Operational example 2: Self-neglect and health deterioration in domiciliary care

Context: A person begins refusing care, food intake decreases, home conditions deteriorate and there are concerns about capacity and safety.

Support approach: Internal escalation and external referral to safeguarding adults team, coordination with GP/community nursing, and consideration of a best interests process if capacity concerns persist.

Day-to-day delivery detail: Staff use a consistent approach, record refusals accurately, implement welfare checks, and attend multi-agency planning. Risk is managed with proportionate positive risk-taking.

How change is evidenced: Improved home safety measures, documented MDT actions, reduced missed visits, and governance review of refusal patterns with staff supervision follow-up.

Operational example 3: Domestic abuse risk and MARAC-style coordination

Context: A person supported discloses fear of a partner and staff observe controlling behaviours during visits.

Support approach: Immediate safety planning, safeguarding referral, and coordination with police/domestic abuse services where thresholds are met.

Day-to-day delivery detail: Staff follow safe communication protocols, document disclosures carefully, adjust visit approach to protect confidentiality, and escalate through management and external routes.

How change is evidenced: Safety plan in place, partner agency actions documented, staff supervision records confirm learning, and incident logs show reduced risk indicators over time.


🔐 Legal and ethical context providers should reference carefully

Multi-agency safeguarding is driven by statutory duties and responsibilities. In adult safeguarding, the Care Act framework expects partnership working and coordinated safeguarding arrangements. For children and families, relevant statutory duties drive inter-agency collaboration and information-sharing. The key point for providers is that multi-agency working is not optional: it is central to preventing harm and ensuring people do not fall through gaps.

In tenders, it helps to show you understand:

  • When safeguarding thresholds are likely to be met.
  • How you balance consent, confidentiality and risk.
  • How you contribute to enquiries and multi-agency plans.
  • How you evidence outcomes and learning.

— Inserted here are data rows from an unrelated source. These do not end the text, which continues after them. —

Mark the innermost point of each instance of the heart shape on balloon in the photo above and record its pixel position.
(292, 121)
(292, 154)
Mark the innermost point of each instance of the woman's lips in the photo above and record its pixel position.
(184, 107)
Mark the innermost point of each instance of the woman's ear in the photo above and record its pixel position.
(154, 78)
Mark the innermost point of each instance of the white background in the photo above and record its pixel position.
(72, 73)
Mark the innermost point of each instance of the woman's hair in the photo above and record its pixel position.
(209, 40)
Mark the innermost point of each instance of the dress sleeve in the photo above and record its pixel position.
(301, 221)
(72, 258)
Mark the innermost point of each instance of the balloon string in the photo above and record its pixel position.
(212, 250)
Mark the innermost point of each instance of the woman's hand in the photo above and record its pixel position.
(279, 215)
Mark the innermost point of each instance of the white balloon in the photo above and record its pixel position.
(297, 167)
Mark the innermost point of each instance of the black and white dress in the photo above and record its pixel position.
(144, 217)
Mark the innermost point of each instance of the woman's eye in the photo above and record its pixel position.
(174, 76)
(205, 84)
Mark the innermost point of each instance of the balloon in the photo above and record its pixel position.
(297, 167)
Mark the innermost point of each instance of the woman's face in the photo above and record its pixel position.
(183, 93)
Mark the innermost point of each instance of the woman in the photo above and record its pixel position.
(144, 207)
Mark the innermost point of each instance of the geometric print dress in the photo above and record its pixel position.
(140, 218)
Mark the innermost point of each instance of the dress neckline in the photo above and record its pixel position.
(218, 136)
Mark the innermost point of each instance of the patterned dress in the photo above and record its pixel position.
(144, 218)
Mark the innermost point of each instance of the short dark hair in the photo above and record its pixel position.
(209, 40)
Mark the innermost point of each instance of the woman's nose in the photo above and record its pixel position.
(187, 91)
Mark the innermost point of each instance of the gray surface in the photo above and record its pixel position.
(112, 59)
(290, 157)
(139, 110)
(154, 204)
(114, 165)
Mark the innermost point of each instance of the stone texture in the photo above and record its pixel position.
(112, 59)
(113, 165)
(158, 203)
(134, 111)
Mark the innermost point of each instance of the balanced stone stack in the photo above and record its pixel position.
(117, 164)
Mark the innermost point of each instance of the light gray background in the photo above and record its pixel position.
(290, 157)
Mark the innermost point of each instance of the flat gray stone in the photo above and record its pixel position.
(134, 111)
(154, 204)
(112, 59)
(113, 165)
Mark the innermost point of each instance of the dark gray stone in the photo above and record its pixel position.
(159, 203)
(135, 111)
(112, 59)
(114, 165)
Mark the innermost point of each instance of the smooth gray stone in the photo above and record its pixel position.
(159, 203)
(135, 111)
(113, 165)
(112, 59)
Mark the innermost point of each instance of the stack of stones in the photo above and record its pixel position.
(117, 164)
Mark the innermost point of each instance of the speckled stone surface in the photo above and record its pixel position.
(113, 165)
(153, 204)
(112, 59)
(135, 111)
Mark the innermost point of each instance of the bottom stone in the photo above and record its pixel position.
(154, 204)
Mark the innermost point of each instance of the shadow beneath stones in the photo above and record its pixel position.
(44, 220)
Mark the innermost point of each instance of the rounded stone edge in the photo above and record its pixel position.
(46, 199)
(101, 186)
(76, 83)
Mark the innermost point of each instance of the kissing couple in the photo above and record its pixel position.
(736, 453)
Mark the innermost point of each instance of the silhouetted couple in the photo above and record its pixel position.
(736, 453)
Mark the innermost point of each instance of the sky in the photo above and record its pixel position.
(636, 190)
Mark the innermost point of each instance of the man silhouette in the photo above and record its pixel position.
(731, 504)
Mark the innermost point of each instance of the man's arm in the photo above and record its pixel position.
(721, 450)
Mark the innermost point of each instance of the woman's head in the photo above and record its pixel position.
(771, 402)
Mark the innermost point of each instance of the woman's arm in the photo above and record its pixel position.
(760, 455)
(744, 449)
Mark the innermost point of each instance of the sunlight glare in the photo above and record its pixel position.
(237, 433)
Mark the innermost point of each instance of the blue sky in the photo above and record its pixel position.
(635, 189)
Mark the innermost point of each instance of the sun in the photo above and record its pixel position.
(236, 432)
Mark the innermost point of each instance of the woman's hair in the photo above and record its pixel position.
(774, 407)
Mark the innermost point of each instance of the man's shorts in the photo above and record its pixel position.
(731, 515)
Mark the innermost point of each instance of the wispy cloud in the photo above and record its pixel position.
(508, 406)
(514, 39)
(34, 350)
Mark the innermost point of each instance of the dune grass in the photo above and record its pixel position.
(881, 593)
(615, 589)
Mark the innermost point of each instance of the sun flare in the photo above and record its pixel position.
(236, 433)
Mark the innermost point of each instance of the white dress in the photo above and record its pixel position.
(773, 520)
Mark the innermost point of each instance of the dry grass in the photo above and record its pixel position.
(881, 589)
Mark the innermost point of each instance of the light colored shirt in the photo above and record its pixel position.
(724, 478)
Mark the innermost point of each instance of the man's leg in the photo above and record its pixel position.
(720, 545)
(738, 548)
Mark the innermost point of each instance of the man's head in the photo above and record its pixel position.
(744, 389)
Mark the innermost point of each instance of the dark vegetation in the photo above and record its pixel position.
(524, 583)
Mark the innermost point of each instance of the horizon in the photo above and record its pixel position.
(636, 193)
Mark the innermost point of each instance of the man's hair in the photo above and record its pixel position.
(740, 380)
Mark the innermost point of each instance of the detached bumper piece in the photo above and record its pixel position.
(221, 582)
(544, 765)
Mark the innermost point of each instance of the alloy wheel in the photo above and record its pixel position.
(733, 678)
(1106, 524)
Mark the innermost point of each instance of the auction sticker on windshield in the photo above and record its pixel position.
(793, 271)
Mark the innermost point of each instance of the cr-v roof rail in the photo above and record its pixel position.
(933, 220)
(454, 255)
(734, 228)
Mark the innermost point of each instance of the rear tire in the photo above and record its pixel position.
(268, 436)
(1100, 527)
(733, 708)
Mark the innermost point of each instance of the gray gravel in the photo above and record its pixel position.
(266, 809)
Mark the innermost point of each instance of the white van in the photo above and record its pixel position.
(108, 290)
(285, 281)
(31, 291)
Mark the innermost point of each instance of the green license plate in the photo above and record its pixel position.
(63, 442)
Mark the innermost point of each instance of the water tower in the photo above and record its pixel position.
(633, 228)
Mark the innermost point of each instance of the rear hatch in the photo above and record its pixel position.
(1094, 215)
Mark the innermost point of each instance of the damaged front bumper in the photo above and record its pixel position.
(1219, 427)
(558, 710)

✅ Final tips for providers

  • 📞 Maintain up-to-date contact lists and escalation routes (including out-of-hours).
  • 📄 Embed multi-agency responsibilities into safeguarding induction and competency checks.
  • 🗣️ Train staff to liaise confidently with external professionals, not just internally.
  • 🧾 Standardise chronology and referral documentation so information is reliable and usable.
  • 📊 Review safeguarding themes monthly and feed learning into audits, supervision and training.

Strong partnerships make safeguarding stronger — and demonstrate to commissioners and inspectors that you operate as part of a system, not in isolation.